Currency pair – EUR / USD. Timeframe – H1. CCI periods – 55 and 34, RSI period – 26, levels – 30, 50, 70.
Conditions for opening a long position:
- CCI (55) crosses level 0 from bottom to top. It is considered the main signal.
- CCI (34) crosses level 0 from bottom to top. Additional signal.
- RSI crosses level 50 from bottom to top.
On the next candle, open a deal. We set stop loss at our discretion, for example, at a local minimum, retreating from it 5 points down. We close the deal when one of the CCI reaches level 200 or when the RSI reaches level 70.
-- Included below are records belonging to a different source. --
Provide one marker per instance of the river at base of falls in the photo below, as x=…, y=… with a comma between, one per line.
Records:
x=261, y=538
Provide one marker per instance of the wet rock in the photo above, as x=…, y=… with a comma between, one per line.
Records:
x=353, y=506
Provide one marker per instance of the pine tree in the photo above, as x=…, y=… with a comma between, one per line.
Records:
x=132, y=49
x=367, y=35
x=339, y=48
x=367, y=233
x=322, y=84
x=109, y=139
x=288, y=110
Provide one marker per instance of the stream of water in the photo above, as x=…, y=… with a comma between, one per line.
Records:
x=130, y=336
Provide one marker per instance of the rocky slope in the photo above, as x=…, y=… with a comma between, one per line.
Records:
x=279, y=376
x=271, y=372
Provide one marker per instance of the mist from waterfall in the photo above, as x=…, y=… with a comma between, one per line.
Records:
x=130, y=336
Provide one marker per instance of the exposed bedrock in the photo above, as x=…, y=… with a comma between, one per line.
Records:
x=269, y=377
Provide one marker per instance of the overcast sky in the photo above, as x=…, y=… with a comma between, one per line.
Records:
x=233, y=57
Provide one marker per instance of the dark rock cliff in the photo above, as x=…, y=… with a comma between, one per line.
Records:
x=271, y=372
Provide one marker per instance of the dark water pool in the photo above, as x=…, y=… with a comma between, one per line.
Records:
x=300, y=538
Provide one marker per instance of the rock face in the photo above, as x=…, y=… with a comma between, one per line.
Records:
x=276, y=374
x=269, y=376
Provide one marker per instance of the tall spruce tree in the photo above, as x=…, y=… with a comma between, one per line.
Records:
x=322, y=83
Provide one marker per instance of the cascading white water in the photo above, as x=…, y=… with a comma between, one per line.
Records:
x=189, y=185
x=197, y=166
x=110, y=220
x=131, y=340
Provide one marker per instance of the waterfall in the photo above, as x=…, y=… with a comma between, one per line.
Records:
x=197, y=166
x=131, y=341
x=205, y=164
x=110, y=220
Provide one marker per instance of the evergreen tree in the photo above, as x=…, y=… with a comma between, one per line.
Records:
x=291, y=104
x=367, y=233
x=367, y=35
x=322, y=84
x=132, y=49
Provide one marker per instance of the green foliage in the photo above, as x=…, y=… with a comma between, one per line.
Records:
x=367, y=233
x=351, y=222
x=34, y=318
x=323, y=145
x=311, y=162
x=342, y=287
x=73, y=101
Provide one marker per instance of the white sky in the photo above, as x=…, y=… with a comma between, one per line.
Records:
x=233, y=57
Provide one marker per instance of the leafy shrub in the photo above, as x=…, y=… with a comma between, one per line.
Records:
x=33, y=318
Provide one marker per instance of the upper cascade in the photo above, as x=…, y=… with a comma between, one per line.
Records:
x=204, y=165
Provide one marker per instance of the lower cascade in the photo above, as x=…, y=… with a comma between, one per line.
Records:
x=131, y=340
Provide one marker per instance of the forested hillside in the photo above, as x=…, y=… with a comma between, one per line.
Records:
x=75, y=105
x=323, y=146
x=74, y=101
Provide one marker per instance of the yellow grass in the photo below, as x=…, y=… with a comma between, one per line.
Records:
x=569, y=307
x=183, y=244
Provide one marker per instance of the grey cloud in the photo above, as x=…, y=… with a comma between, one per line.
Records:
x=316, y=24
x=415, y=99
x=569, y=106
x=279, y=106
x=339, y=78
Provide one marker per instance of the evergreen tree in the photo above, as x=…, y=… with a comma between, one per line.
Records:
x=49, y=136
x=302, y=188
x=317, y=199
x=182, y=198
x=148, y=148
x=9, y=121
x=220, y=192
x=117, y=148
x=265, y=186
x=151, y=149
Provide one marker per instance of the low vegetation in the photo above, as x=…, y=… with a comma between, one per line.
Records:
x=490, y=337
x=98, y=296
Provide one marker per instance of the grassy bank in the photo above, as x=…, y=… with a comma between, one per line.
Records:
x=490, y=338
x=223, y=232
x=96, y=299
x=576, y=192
The upper graph is CCI (55), the middle is CCI (34), and the lower is RSI. Ideally, all conditions for the 3 indicators should coincide simultaneously within the same candle. In this case, they are a little late relative to each other, the candle on which the entrance is made is indicated by an arrow. The lower horizontal red line is the stop loss, the upper is the approximate level of deal closure in accordance with the recommendations above.
With the exit conditions, there may be nuances that depend on the current volatility. You can experiment here; the most important thing is not to be greedy. It’s better to close the deal sooner than miss the moment when the trend changes direction.
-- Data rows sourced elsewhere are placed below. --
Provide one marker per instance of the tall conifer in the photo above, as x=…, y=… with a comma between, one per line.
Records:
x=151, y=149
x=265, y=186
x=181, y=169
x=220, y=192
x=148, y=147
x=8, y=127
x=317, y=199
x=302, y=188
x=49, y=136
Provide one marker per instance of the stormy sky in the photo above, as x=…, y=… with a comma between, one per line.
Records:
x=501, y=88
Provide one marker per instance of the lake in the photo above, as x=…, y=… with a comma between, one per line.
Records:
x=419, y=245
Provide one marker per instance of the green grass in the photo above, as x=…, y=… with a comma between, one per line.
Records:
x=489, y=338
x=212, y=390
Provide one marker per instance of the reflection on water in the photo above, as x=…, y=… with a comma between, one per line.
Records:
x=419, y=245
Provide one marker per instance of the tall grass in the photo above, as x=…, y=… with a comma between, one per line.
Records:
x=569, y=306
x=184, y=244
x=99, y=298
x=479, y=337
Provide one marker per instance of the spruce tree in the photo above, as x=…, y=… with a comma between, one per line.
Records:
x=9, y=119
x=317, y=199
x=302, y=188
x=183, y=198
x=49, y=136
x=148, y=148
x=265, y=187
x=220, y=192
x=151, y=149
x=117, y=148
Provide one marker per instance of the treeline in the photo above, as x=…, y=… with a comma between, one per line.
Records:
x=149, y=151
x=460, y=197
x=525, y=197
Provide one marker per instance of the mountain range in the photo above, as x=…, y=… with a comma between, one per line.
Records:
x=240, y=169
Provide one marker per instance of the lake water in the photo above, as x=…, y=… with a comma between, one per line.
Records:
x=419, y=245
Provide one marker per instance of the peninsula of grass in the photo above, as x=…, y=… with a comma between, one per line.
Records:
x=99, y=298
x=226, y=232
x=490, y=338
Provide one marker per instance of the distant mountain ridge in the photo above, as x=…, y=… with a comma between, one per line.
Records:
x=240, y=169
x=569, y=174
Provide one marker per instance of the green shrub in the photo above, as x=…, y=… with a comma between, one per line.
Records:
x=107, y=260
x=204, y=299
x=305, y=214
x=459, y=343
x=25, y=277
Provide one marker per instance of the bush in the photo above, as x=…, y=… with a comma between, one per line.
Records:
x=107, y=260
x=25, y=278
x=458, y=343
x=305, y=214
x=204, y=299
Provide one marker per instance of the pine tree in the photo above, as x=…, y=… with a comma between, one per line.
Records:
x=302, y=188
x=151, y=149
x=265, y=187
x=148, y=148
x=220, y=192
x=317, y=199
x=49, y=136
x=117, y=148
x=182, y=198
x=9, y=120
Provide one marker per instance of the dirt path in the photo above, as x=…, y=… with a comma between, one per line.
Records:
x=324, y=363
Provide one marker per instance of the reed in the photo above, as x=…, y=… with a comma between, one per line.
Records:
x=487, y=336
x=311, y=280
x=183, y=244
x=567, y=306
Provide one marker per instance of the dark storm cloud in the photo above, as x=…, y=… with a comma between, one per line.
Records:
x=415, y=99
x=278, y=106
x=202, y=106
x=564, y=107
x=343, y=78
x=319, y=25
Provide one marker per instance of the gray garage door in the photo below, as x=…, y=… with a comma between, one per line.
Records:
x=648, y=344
Conditions for opening a short position:
- CCI (55) crosses level 0 from top to bottom. It is considered the main signal.
- CCI (34) crosses level 0 from top to bottom. Additional signal.
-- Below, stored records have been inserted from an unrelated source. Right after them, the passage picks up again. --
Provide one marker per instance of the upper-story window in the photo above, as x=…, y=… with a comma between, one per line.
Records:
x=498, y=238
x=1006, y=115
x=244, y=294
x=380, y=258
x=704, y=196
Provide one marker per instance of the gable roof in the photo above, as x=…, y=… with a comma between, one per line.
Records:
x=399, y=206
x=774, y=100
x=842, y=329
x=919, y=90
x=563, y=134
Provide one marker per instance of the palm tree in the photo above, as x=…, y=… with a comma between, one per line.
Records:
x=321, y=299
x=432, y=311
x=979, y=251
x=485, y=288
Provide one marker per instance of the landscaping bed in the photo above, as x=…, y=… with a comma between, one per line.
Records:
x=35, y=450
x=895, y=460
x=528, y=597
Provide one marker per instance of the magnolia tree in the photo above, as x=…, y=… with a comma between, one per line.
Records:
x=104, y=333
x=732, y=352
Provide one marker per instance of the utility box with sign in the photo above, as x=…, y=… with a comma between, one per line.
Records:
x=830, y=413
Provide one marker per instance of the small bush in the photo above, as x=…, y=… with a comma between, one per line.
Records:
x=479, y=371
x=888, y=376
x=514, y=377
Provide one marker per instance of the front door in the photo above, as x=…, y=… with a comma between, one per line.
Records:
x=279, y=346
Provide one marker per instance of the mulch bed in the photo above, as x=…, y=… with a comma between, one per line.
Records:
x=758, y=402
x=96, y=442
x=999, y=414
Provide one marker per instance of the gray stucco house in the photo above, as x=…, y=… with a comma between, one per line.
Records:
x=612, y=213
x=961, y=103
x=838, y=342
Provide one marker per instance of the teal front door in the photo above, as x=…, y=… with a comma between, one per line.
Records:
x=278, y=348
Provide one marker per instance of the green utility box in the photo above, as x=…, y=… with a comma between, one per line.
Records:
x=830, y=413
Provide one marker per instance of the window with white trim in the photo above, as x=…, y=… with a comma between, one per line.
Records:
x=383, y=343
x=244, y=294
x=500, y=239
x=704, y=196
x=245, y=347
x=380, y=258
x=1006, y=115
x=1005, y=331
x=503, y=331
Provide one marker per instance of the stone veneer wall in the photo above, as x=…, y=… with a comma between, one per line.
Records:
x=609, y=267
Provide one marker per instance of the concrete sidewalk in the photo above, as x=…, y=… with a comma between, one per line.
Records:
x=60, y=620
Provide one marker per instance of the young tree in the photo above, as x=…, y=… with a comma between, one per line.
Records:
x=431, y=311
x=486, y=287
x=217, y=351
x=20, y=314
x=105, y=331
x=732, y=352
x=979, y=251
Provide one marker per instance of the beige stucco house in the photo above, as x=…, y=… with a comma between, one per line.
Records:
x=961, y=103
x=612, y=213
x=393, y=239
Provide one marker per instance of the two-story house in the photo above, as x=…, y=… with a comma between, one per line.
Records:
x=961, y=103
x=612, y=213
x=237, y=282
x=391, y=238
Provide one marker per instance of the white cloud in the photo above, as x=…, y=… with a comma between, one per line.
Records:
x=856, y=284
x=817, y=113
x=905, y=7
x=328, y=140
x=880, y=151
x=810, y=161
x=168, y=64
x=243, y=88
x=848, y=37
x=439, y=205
- RSI crosses level 50 from top to bottom.
The entrance to the market is similar. We exit when reaching the CCI level of -200 or the RSI crosses the 30th level.
It is also seen here that the simultaneous coincidence of all conditions did not occur, but a discrepancy in one candle is permissible. A deal could have been opened earlier on a candle, but in accordance with the terms of the strategy, minimizing risks, it would be worth waiting for the candle, which is marked by an arrow. A stop order (upper red horizontal line) is placed on a strong resistance level. The strategy allows you to take a relatively small profit, but the signals are relatively frequent. The difficulty is to visually see the simultaneous intersection of level indicators. There can be no discrepancies with entering the market, while difficulties may arise with the moment the transaction is closed. If none of the proposed conditions is fulfilled for a long time, it makes sense or not to wait, closing the deal ahead of schedule, or evaluate the market using other methods.